Imaging Science Ph.D.

Imaging Science, Ph.D. degree, typical course sequence

Course Sem. Cr. Hrs.
First Year
IMGS-606
Graduate Seminar I
This course is focused on familiarizing students with research activities in the Carlson Center, research practices in the university, research environment and policies and procedures impacting graduate students. The course is coupled with the research seminar sponsored by the Center for Imaging Science (usually weekly presentations). Students are expected to attend and participate in the seminar as part of the course. The course also addresses issues and practices associated with technical presentation and technical writing. Credits earned in this course apply to research requirements.
1
IMGS-607
Graduate Seminar II
This course is a continuation of the topics addressed in the preceding course Imaging Science Graduate Seminar I. The course is coupled with the research seminar sponsored by the Center for Imaging Science (usually weekly presentations).
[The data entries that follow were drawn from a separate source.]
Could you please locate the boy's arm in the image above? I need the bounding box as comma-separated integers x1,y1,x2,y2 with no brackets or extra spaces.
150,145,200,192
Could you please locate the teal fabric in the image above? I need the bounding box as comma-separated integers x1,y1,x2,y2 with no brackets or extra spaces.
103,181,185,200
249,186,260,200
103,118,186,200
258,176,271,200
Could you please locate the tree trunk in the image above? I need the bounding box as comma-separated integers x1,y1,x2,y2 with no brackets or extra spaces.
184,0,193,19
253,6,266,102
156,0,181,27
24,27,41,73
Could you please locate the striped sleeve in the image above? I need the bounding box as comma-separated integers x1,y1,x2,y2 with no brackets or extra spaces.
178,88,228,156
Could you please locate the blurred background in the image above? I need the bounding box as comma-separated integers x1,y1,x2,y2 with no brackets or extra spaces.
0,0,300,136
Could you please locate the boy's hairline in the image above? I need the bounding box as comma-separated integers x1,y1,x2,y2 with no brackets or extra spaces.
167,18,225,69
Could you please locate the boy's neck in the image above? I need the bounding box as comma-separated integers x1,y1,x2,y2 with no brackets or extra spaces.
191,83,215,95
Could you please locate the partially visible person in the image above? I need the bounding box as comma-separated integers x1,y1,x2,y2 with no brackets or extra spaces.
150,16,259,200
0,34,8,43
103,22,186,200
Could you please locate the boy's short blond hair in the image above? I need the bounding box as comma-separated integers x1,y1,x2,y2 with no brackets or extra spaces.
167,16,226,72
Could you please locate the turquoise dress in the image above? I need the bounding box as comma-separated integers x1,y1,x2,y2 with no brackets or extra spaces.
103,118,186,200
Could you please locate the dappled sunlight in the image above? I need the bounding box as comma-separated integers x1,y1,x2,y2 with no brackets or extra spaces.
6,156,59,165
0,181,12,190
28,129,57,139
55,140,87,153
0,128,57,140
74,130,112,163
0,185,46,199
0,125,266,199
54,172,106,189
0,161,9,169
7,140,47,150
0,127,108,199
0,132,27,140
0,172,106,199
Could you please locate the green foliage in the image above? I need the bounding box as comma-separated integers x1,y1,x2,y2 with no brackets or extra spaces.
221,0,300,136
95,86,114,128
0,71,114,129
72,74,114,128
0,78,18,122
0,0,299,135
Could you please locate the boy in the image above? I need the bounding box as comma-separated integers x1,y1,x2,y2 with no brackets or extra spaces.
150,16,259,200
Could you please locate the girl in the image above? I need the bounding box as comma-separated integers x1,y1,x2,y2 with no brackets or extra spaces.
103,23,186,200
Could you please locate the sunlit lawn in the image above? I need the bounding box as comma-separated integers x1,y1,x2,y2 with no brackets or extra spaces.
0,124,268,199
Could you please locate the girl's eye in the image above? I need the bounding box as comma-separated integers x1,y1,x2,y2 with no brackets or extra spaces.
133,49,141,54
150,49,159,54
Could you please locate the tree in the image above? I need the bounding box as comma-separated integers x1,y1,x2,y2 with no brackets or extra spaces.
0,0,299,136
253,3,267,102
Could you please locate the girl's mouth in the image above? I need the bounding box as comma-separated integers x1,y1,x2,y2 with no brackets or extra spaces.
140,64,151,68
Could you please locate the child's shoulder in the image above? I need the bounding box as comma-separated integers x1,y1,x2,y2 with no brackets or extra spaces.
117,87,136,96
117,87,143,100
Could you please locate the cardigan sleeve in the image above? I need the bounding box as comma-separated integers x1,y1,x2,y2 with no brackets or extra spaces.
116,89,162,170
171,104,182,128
Students are expected to attend and participate in the seminar as part of the course. The course addresses issues and practices associated with technical presentations. Credits earned in this course apply to research requirements.
1
IMGS-609
Graduate Laboratory I
This laboratory course is intended to familiarize graduate students with many concepts, tools, and techniques necessary for completion of the Imaging Science graduate curriculum. Students will work in a variety of areas including scientific programming, numerical analysis, imaging system analysis, and characterization. (Pre-requisite: Graduate standing in Imaging Science or permission of the instructor.)
2
IMGS-613
Probability, Noise, and Systems Modeling
This course develops models of noise and random processes within the context of imaging systems. The focus will be on stationary random processes in both one dimension (time) and two dimensions (spatial). Power spectrum estimation will be developed and applied to signal characterization in the frequency domain. The effect of linear filtering will be modeled and applied to signal detection and maximization of SNR. The matched filter and the Wiener filter will be developed. Signal detection and amplification will be modeled, using noise figure and SNR as measures of system quality. At completion of the course, the student should have the ability to model signals and noise within imaging systems.
3
IMGS-616
Fourier Methods for Imaging
This course develops the mathematical methods required to describe continuous and discrete linear systems, with special emphasis on tasks required in the analysis or synthesis of imaging systems. The classification of systems as linear/nonlinear and shift variant/invariant, development and use of the convolution integral, Fourier methods as applied to the analysis of linear systems. The physical meaning and interpretation of transform methods are emphasized.
3
IMGS-619
Radiometry
This course is focused on the fundamentals of radiation propagation as it relates to making quantitative measurements with imaging systems. The course includes an introduction to common radiometric terms and derivation of governing equations with an emphasis on radiation propagation in both non-intervening and turbid media. The course also includes an introduction to detector figures of merit and noise concepts.
3
IMGS-620
The Human Visual System
This course describes the underlying structure of the human visual system, the performance of those structures and the system as a whole, and introduces psychophysical techniques used to measure them. The visual system's optical and neural systems responsible for collecting and detecting spatial, temporal, and spectral signals from the environment are described. The sources and extent of limitations in the subsystems are described and discussed in terms of the enabling limitations that allow practical imaging systems.
3
IMGS-633
Optics for Imaging
This course provides the requisite knowledge in optics needed by a student in the graduate program in Imaging Science. The topics covered include the ray and wave models of light, diffraction, imaging system resolution.
3
IMGS-682
Image Processing and Computer Vision
This course will cover a wide range of current topics in modern still digital image processing. Topics will include grey scale and color image formation, color space representation of images, image geometry, image registration and resampling, image contrast manipulations, image fusion and data combining, point spatial and neighborhood operations, image watermarking and steganography, image compression, spectral data compression, image segmentation and classification, and basic morphological operators. Projects will involve advanced computational implementations of selected topics from the current literature in a high level language such as Matlab or IDL and will be summarized by the students in written technical papers.
3
 
Specialty Track Course
3
Second Year
IMGS-890
Research & Thesis
Doctoral-level research by the candidate on an appropriate topic as arranged between the candidate and the research advisor.
1
 
Specialty Track Course
3
 
Electives
9
Third Year
IMGS-890
Research & Thesis
Doctoral-level research by the candidate on an appropriate topic as arranged between the candidate and the research advisor.
10
Fourth Year
IMGS-890
Research & Thesis
Doctoral-level research by the candidate on an appropriate topic as arranged between the candidate and the research advisor.
10
Fifth Year
IMGS-890
Research & Thesis
Doctoral-level research by the candidate on an appropriate topic as arranged between the candidate and the research advisor.